Wir haben wenig Einfluss darauf, was für Emotionen uns überkommen, aber wir müssen so hellhörig sein, dass wir erkennen, wenn wir gereizt sind. Das gehört zur Selbsterkenntnis. Nur wer die Vor-Gereiztheit erkennt, kann sich selbst beherrschen und sich selbst de-eskalieren, das heißt von der Wut wieder runterbringen. Insofern hätte R. bei mehr Achtsamkeit seine emotionale Situation früher erkennen können und wäre gar nicht erst wutschäumend hinter dem armen Taxifahrer hinterhergefahren, der wahrscheinlich einen ähnlich stressigen Tagesanfang hatte oder ein völlig frustrierendes Leben führt. Raum zum Dazulernen gibt es also immer. Arbeiten wir an uns, sonst erteilt uns das Leben Nachhilfeunterricht!
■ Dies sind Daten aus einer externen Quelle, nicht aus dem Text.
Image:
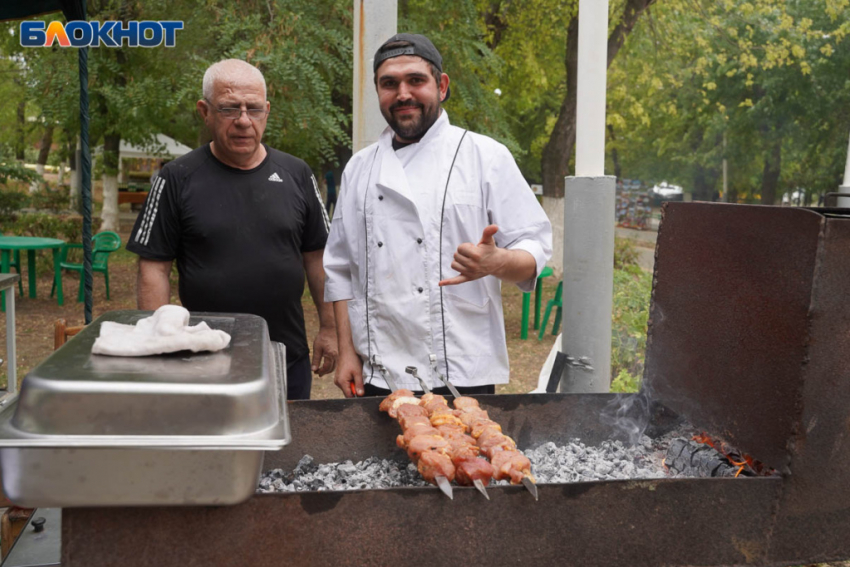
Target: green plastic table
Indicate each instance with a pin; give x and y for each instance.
(8, 244)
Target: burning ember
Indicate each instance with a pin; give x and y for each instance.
(705, 456)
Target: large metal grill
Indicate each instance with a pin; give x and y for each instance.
(749, 335)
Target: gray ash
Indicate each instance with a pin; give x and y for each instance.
(369, 474)
(550, 463)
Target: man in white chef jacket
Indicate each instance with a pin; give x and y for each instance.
(430, 221)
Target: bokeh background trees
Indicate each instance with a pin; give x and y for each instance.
(763, 83)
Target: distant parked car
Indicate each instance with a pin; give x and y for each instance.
(666, 192)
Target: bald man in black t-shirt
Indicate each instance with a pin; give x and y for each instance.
(244, 222)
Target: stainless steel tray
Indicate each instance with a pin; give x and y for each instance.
(111, 459)
(231, 392)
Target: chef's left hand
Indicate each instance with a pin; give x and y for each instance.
(325, 351)
(475, 261)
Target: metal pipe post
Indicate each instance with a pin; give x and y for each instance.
(588, 282)
(589, 217)
(375, 21)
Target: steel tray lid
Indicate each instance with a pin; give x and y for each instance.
(229, 393)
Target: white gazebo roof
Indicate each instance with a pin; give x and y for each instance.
(172, 148)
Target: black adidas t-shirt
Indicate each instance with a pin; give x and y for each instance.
(237, 236)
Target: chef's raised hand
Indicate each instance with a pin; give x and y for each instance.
(474, 261)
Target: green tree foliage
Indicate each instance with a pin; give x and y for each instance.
(770, 75)
(458, 32)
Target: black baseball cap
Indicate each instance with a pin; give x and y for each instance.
(417, 45)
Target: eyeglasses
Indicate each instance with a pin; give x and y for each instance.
(255, 114)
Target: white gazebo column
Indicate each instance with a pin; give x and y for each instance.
(589, 217)
(375, 21)
(845, 187)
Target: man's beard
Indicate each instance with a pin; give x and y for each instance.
(412, 129)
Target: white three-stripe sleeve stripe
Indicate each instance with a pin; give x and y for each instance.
(144, 233)
(145, 218)
(150, 211)
(321, 205)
Und wo wir gerade von Unterricht sprechen, wenn das Leben unser Lehrer sein soll und wenn wir immer wiedergeboren werden, bis wir genug gelernt haben (diese Idee der Wiedergeburten soll übrigens mal Teil des frühen esoterischen Christentums gewesen sein), dann dürfen wir dem anderen, egal was er uns antut, nicht böse sein, denn er hat nicht wirklich schuld. Er ist Teil eines größeren Planes, dessen Gesetze er nicht kennt. Er ist nur Überbringer einer Botschaft an uns, die uns auf unsere „Fehler“ aufmerksam machen soll. Ob es sich wirklich so verhält, lassen wir hier besser außer acht. Es reicht, wenn Sie sich so sehr mit dem Gedanken anfreunden, dass es Sie von Ihrer Wut auf den Typ herunterbringt. Damit helfen Sie nicht nur ihm, sondern vor allem sich „selbst“.
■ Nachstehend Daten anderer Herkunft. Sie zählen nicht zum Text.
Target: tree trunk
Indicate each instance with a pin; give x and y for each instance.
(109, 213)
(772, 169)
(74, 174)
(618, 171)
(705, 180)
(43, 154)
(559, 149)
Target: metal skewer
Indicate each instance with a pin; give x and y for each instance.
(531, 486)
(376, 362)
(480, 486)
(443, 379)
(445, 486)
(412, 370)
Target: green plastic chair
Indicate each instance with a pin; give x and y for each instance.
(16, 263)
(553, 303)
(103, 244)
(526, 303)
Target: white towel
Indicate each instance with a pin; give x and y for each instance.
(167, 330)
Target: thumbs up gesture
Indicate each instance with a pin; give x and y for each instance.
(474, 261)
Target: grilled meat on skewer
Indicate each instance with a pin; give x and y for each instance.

Wie oft lesen wir verständnislos von sog. „Amokläufern“, die ihre ganze Familie mit der Axt auslöschen, weil ihrer Frau das Wort „Schlappschwanz“ rausgerutscht ist oder weil das Baby nicht aufhört zu schreien. Wenn wir modernen Hirnforschern glauben, die behaupten, dass der „Automat Mensch“ Entscheidungen gar nicht bewusst trifft, sondern gerade mal ein Vetorecht ausüben kann und auch dafür nur 0,2 Sekunden Zeit hat, wird uns schon verständlicher, weshalb bestimmte impulsive oder auch „primitive“ Menschen ihrem Mandelkern folgend die Chance der 0,2 Sekunden gar nicht ausnutzen können. Damit will ich solche Menschen jetzt keinesfalls entschuldigen, aber den geneigten Leser auf die Gefahren aufmerksam machen, die auf den Unbewussten, im Halbschlaf durchs Leben Irrenden lauern. Auch die Ernährung, die Musik, die Lebensumstände spielen eine wichtige Rolle.
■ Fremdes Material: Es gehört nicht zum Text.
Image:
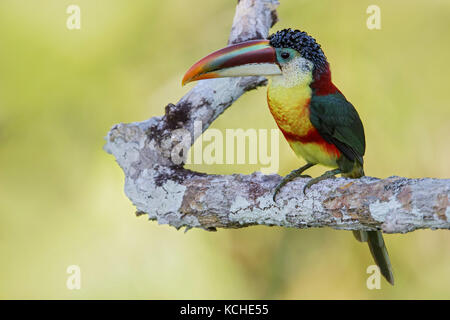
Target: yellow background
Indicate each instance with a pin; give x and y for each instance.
(61, 195)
Lauschen Sie in sich herein. Finden Sie heraus, was gut für Sie und ihre seelische Balance ist. Da jede Konfliktsituation anders ist: das Gegenüber ist anders, das Milieu ist anders, die Sprache ist anders usw., kann ich unmöglich für jede Situation ein maßgeschneidertes Rezept erstellen, wie Sie sich im Vor­kampf verhalten sollen. Was hier gebraucht wird, das ist eine Art Universalstrategie wie die vier Kampfprinzipien des WT oder wie die Goldene Regel des Konfuzius. Etwas, was immer unter allen Bedingungen greift. Tatsächlich bin ich glücklich, Ihnen dieses nach langer Überlegung und viel Experimentieren und Forschen anbieten zu können: eine Kampf- oder besser Kampfvermeidungsstrategie, die, wie sollte es anders sein, den vier technischen WT-Prinzipien entspricht. Mehr darüber in meinem Buch „Selbst-Verteidigung oder inneres WingTsun“, an dem ich nun schon seit einigen Jahren arbeite und aus dem auch dieses Editorial entnommen ist.

Livorno, Mai 2003

Euer Si-Fu/Si-Gung

Keith R. Kernspecht
10. Meistergrad WingTsun
Gründer, Leiter und Cheftrainer der EWTO
 

Achtung:
Der Inhalt auch dieses Editorials basiert auf uraltem Wissen, auf Erkenntnissen und Lehren von Wissenschaftlern und Weisheitslehrern, die den WingTsun-Selbstbefreiungsideen sehr nahe standen.
Meine monatlichen Editorials können Euch nur theoretische Anstöße für das praktische Arbeiten an Euch selbst geben. Das bloße Lesen ist nur die erste Vorbereitung, aber noch nicht die Arbeit selbst.